Think of Twitter, how a single person (Elon Musk) is in charge of the whole thing. If he makes changes to Twitter that you don't like you're pretty much screwed; you have no other options.

Mastodon is a federated version of Twitter. What this means is there is no single person/entity controlling it Mastodon. Anyone can set up their own server on a domain of their choice, and interact with all the other Mastodon servers/websites/instances. Each server has its own rules.

ActivityPub and nostr are the protocols working behind the scenes to connect all these different servers/sites.

Lemmy is the equivalent of Mastodon for Reddit. Here you can see all the federated lemmy instances/websites/servers: https://lemmyverse.net/?order=active_day. The largest instance -- https://old.lemmy.world is not listed there due to a temporary bug.

https://lemm.ee/ and https://lemmy.sdf.org/ for example, are two Lemmy "instances". They are different websites/servers hosted by different people, but they can each interact with any other website/instance on the fediverse.

You could do the same thing with https://xenforo.com/community/ and https://www.overclock.net/.

These are all open-source projects as well, meaning that anyone can contribute to their development. An example of this is that many people don't like the default UI of Lemmy, so an "old.reddit" UI was created and can be added to anyone's server, Eg: https://lemmy.world vs https://old.lemmy.world. And someone even made one that looks like a phpBB forum https://github.com/LemmyNet/lemmyBB.

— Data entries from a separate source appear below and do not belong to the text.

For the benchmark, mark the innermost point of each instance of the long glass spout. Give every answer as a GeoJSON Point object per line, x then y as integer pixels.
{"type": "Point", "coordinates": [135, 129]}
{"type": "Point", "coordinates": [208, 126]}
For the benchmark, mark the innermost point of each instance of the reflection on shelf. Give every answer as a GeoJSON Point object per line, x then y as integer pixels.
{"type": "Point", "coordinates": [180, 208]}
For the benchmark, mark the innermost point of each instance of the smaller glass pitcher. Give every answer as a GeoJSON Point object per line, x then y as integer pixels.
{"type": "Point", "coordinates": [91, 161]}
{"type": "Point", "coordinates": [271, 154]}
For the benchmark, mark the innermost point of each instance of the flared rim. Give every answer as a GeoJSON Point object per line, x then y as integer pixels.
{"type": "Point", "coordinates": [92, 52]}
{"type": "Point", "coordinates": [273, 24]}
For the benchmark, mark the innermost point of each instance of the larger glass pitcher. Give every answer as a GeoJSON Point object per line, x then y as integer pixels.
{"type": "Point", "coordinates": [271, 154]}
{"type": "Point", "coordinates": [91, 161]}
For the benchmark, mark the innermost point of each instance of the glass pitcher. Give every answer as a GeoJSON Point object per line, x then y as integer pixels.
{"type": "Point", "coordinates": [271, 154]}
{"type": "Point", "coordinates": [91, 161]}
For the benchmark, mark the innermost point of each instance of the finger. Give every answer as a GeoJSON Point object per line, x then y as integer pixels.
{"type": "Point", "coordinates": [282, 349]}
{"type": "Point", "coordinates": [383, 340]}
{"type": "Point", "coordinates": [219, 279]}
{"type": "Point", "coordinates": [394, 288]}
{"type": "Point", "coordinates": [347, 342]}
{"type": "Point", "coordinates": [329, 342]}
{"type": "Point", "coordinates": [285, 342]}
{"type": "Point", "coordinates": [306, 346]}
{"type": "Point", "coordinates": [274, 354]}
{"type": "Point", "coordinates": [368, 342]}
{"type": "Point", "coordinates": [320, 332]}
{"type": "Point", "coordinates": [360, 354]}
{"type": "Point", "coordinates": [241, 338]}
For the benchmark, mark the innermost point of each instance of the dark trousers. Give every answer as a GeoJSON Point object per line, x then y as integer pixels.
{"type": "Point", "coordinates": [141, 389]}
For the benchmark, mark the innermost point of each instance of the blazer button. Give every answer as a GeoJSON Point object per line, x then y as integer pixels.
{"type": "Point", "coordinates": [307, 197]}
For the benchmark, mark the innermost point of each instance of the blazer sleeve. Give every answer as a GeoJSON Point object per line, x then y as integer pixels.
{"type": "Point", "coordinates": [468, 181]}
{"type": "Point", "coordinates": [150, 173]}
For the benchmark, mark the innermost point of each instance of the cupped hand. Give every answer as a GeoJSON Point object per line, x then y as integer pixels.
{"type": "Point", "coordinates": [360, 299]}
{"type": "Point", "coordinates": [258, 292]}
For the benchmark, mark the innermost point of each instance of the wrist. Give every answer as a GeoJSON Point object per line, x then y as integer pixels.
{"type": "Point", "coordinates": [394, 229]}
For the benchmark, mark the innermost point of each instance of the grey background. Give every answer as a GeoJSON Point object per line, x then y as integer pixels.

I've been thinking that a "fediverse" tab at the top of a forum may be one way to integrate forums with federation. IE: any Xenforo forum could choose to opt-in and add a "fediverse" tab here:
tab.webp

And that would enable people to browse other forums from any federated forum.
 
If he makes changes to Twitter that you don't like you're pretty much screwed; you have no other options.
That's fine by me. He owns it so he has the right do what he wants.

That's the way I feel about my forum, although I generally do ask the members about changes that effect them and I think (hopefully) I listen to them more than Elon Musk does.

I'm still not understanding what a Fediverse is after reading about it.
 
If he makes changes to Twitter that you don't like you're pretty much screwed; you have no other options.
Incorrect assumption.. there are other alternatives out there... but not all of them are "joined at the waist".

What this means is there is no single person/entity controlling it Mastodon.
Again... incorrect... or are you stating that if you run Mastodon, you MUST participate in the "pie in the sky"verse?
Basically... all it is, in a nutshell, is a rebadging of SSO with some "tweaks".

but they can each interact with any other website/instance on the fediverse.
And that can be done now with API calls... just that most admins still don't really want to "share" their hard earned traffic with leeches.... which is basically what is being proposed.